The Indiana Pacers’ injury crisis keeps getting worse.
Already without star Tyrese Haliburton and several other key players, the Pacers suffered another blow when forward Aaron Nesmith was diagnosed with a left knee injury that will sideline him for at least one month, according to Pacers coach Rick Carlisle.
“It’s likely going to be at least four weeks,” Carlisle said Saturday. “Talk to me on (December) the 15th. But it’s very good news — very, very good news. He’s not in a brace. He’s walking. I say it’s likely going to be four weeks. That doesn’t mean it couldn’t be less. It’s unclear at this time. But he’s doing very well, and the news was very, very good.”
The 26-year-old Nesmith suffered the injury during the third quarter of the Pacers’ 133-98 loss to the Phoenix Suns on Thursday. While trying to defend Suns star Devin Booker, Nesmith stepped on a teammate’s foot, causing his left leg to bend unnaturally at the knee while he slipped. He rolled on the ground, slammed his fist against the floor, attempting to sit up before finally lying back as the Pacers’ training staff attended to him.
The broadcast caught Carlisle grimacing while walking off the bench during the ensuing timeout. Nesmith is averaging a career-high 16 points this season after supplying important 3-point shooting and perimeter defense during the Pacers’ run to the NBA Finals last season.
Carlisle also said Bennedict Mathurin, who hasn’t played since Oct. 25 because of a great toe sprain, went through a simulated game Saturday morning and is closer to returning.
Indiana, which fell to 1-11 after Thursday’s loss, has been besieged by injuries since pushing the Oklahoma City Thunder to a seventh game in last season’s finals.

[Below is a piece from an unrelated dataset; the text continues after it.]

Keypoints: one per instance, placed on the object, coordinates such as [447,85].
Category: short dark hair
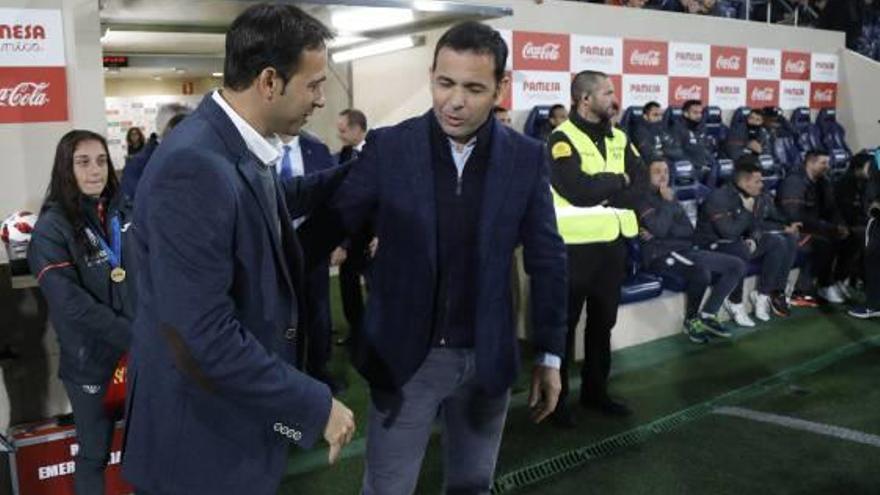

Haliburton tore his Achilles tendon during the first quarter of that game and is not expected to return this season. Mathurin, Haliburton’s replacement in the starting lineup, appeared in just two games this season before suffering a toe sprain, while key reserve Obi Toppin is out until at least February with a stress fracture in his foot.
Indiana has also played long stretches without guard Andrew Nembhard, who just returned from a shoulder injury, and jitterbug reserve T.J. McConnell, who missed the first 10 games of this season with a hamstring strain. The team has been granted multiple hardship exceptions by the NBA to fill out its roster while players recover.
Those absences, combined with center Myles Turner’s departure to the rival Milwaukee Bucks in free agency, have relegated last season’s Eastern Conference champions to the bottom of the conference this season. Of the eight players to log at least 20 minutes in Game 7 of last season’s finals, only one (Pascal Siakam) has played in a majority of the Pacers’ games this season.